In this case, it is similarly desirable that the shape of each of the condenser lenses composing the second lens plate is similar to that of each of the condenser lenses composing the first lens plate.
Further, a deviation prism can be placed between the light source and the first lens plate. In this case, the deviation prism can be formed in such a way as to be integral with the first lens plate.
Moreover, lenses of a decentered system may be used as the condenser lenses composing the first lens plate. Similarly, decentered lenses may be used as the condenser lenses composing the condenser lens array of the second lens plate.
Furthermore, it is preferable that the lateral width of each of the condenser lenses composing the condenser lens array of the second lens plate is made to be equal to that of the polarizing beam splitter.
Incidentally, the quarter-wave and half-wave plates used in each of the aforementioned configurations can be made of TN (twisted nematic) liquid crystals.
On the other hand, the present invention relates to a projection display provided with a polarization luminaire having each of the aforesaid configurations. Namely, a projection display that comprises: a luminaire; a modulation means having a liquid crystal light valve which is operative to modulate polarized light included in luminous flux radiated from this luminaire and to cause the light to contain image information; and a projection optical system for throwing the modulated luminous flux onto a screen and for displaying an image thereon, wherein the luminaire has each of the aforesaid configurations.
Here, note that projection displays are roughly classified into devices of a type (particularly, referred to as a single-plate type), each of which uses a single liquid crystal light valve, and devices of another type, each of which uses a plurality of liquid crystal light valves and that in the case of attaching importance to the brightness and the display quality of an image, the projection display of the latter type using a plurality of liquid crystal light valves is usually used. The projection display using a plurality of liquid crystal light valves is required to split luminous flux according to the number of the liquid crystal and thus needs a mechanism therefor.

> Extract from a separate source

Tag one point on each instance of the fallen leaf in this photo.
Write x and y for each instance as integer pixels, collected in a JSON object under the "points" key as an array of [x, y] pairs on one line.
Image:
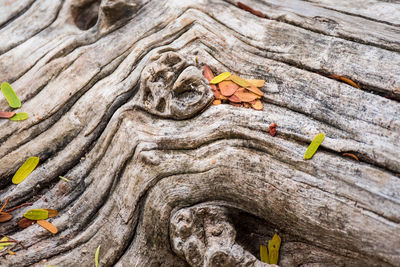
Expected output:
{"points": [[245, 96], [234, 99], [273, 249], [10, 95], [344, 79], [228, 88], [24, 223], [256, 83], [20, 116], [2, 245], [350, 155], [48, 226], [312, 148], [217, 102], [25, 169], [96, 256], [5, 217], [255, 90], [257, 104], [37, 214], [6, 114], [64, 179], [264, 254], [220, 77], [239, 81], [52, 213]]}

Therefore, an ordinary projection display has: a color light splitting means for splitting luminous flux, which is radiated from the luminaire, into at least two luminous fluxes; and light synthesis means for synthesizing a synthetic luminous flux from the modulated luminous flux after modulated by the modulation means, wherein the synthetic luminous flux obtained by the color synthesis means is applied to a screen through the projection optical system and a color image is displayed thereon.